Siegfried não tinha motivos para duvidar deles. Virou o rosto para a direita e então a esquerda; estava de noite e chovia, mas podia enxergar claramente e só o que via eram árvores com doze metros de altura, que iam e continuavam indo muito além de onde a sua vista alcançava.
“Já será inverno quando terminarmos de dar a volta.”
— Passar por dentro é muito mais rápido — diziam os soldados Whitefield. — Cinco dias a pé, se tanto.
— Desde que não seja pego pelas aranhas — acrescentava outro e todos riam, como se fosse algum tipo de piada interna entre eles.

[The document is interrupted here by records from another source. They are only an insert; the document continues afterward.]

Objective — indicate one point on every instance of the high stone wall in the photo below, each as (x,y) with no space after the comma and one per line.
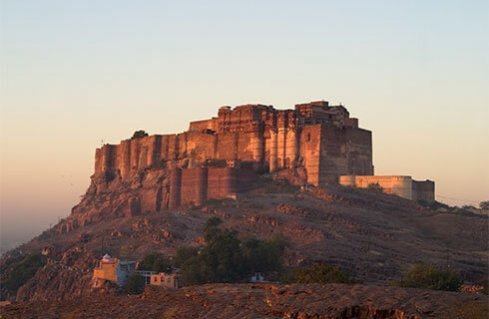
(320,138)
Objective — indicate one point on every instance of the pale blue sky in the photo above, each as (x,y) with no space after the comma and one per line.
(416,73)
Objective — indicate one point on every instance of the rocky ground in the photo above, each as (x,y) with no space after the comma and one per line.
(265,301)
(369,234)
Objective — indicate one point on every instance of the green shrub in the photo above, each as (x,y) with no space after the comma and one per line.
(22,270)
(470,310)
(431,277)
(135,284)
(225,258)
(319,273)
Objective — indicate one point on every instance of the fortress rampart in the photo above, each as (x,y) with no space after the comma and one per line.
(403,186)
(322,139)
(220,157)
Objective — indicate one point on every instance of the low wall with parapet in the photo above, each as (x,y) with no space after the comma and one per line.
(403,186)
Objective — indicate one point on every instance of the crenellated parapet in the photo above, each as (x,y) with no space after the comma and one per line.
(320,138)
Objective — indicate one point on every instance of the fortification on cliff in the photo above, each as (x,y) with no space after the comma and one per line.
(315,144)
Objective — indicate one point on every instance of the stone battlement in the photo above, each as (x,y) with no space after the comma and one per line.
(320,139)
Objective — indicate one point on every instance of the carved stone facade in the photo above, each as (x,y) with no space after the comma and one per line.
(321,139)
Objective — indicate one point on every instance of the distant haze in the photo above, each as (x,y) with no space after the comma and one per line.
(76,73)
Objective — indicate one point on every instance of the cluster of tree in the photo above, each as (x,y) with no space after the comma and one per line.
(318,273)
(224,258)
(22,270)
(227,258)
(429,276)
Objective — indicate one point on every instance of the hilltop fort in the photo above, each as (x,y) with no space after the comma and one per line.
(314,144)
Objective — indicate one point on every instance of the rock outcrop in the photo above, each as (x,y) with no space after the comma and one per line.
(265,301)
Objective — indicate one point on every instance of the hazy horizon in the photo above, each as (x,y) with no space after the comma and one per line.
(76,74)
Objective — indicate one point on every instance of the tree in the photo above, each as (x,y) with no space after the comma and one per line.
(135,284)
(225,258)
(320,273)
(429,276)
(155,262)
(139,134)
(484,205)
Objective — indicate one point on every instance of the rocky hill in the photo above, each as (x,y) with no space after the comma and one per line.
(372,235)
(265,301)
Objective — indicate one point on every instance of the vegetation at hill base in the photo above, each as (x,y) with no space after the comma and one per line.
(429,276)
(227,258)
(318,273)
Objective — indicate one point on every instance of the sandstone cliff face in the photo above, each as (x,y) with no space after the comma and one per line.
(371,235)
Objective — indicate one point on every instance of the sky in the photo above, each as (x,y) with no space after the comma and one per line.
(75,74)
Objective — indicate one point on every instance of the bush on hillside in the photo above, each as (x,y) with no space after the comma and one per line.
(155,262)
(429,276)
(319,273)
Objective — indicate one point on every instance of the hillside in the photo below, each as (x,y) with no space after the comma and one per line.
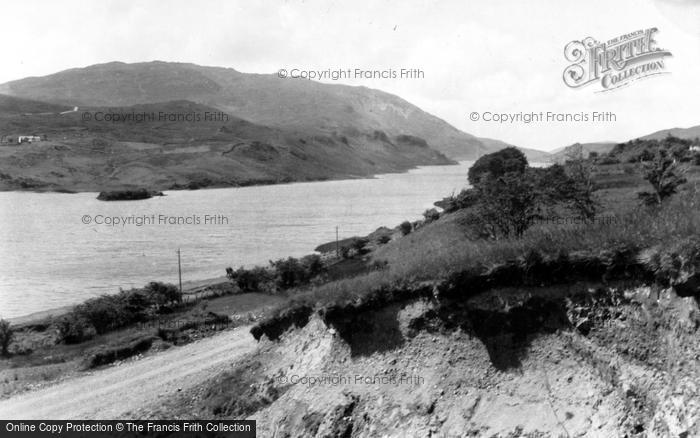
(685,133)
(303,105)
(93,155)
(604,147)
(559,155)
(533,155)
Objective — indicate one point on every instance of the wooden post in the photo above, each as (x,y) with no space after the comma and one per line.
(179,270)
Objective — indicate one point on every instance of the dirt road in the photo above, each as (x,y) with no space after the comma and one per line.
(116,391)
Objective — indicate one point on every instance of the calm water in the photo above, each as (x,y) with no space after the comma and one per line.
(50,258)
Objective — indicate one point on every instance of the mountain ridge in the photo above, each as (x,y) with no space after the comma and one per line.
(259,98)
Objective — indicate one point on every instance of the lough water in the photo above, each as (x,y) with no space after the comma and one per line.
(50,258)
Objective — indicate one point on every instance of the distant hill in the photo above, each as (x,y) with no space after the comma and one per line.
(560,155)
(10,105)
(686,133)
(296,104)
(533,155)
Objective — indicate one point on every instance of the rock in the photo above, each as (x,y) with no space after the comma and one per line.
(584,326)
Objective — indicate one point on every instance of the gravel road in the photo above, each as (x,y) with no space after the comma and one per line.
(117,391)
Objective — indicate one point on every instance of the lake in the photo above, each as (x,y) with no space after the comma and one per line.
(59,249)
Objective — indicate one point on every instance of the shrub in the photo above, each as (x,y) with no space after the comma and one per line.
(384,239)
(74,329)
(664,176)
(358,244)
(497,164)
(431,215)
(249,280)
(508,206)
(6,334)
(163,293)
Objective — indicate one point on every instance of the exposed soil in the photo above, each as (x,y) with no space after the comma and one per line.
(578,360)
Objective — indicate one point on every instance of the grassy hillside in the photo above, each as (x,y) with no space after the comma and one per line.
(96,155)
(262,99)
(296,104)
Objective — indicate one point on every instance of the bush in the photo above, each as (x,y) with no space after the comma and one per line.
(497,164)
(383,239)
(431,215)
(664,176)
(161,293)
(249,280)
(107,355)
(284,273)
(6,335)
(358,244)
(74,329)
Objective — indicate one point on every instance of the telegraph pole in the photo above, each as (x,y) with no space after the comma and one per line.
(179,270)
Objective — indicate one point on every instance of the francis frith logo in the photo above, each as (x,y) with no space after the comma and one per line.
(614,63)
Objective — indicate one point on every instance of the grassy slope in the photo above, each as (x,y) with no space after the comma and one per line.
(96,156)
(442,248)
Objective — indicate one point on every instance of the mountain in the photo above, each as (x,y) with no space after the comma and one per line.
(192,151)
(559,155)
(297,104)
(685,133)
(533,155)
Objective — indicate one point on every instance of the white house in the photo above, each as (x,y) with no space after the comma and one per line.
(28,138)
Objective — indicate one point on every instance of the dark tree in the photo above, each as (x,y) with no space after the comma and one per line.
(665,177)
(497,164)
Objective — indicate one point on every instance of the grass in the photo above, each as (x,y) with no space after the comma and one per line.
(442,248)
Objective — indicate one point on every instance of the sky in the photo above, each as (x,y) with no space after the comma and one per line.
(490,56)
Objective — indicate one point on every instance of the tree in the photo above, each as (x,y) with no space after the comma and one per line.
(431,215)
(665,177)
(578,190)
(497,164)
(163,293)
(358,244)
(6,335)
(508,206)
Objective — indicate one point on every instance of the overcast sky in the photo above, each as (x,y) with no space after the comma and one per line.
(499,56)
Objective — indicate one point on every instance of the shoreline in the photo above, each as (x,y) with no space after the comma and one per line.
(190,287)
(71,191)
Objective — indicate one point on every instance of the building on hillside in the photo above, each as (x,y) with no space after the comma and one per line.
(28,139)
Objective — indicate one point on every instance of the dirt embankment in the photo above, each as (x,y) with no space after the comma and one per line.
(121,391)
(579,359)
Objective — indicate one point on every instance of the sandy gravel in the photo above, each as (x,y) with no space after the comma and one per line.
(116,391)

Treze dias haviam se passado desde que o barão Kessel deu a ordem e seguiram para o norte. No começo, tinham mais de quatrocentos seguidores de acampamento os acompanhando; agora eram não mais do que oitenta, se é que ainda chegava a tanto.
Havia pouca caça na vegetação rasteira que ia da Torre da Justiça até a Floresta das Aranhas, por isso precisavam de caravanas inteiras vindo da Vila da Truta, bem ao sul; uma viagem de duzentos quilômetros e ainda mais a cada dia que se passava.
Uma linha de suprimentos longa e cara demais para se manter.
O barão Dalton tinha dito certa vez que o maior perigo da guerra seria esvaziar seus cofres. Ele tinha razão, por isso o barão Kessel interrompeu a ração de todos que não fossem soldados, já no segundo dia de viagem. No terceiro, famílias inteiras voltaram correndo para o sul. No quarto, ainda mais as seguiram. Os que permaneceram depois do quinto dia de viagem não foram mais embora; alguns familiares e muitos comerciantes que provavelmente os abandonariam assim que encontrassem uma boa cidade.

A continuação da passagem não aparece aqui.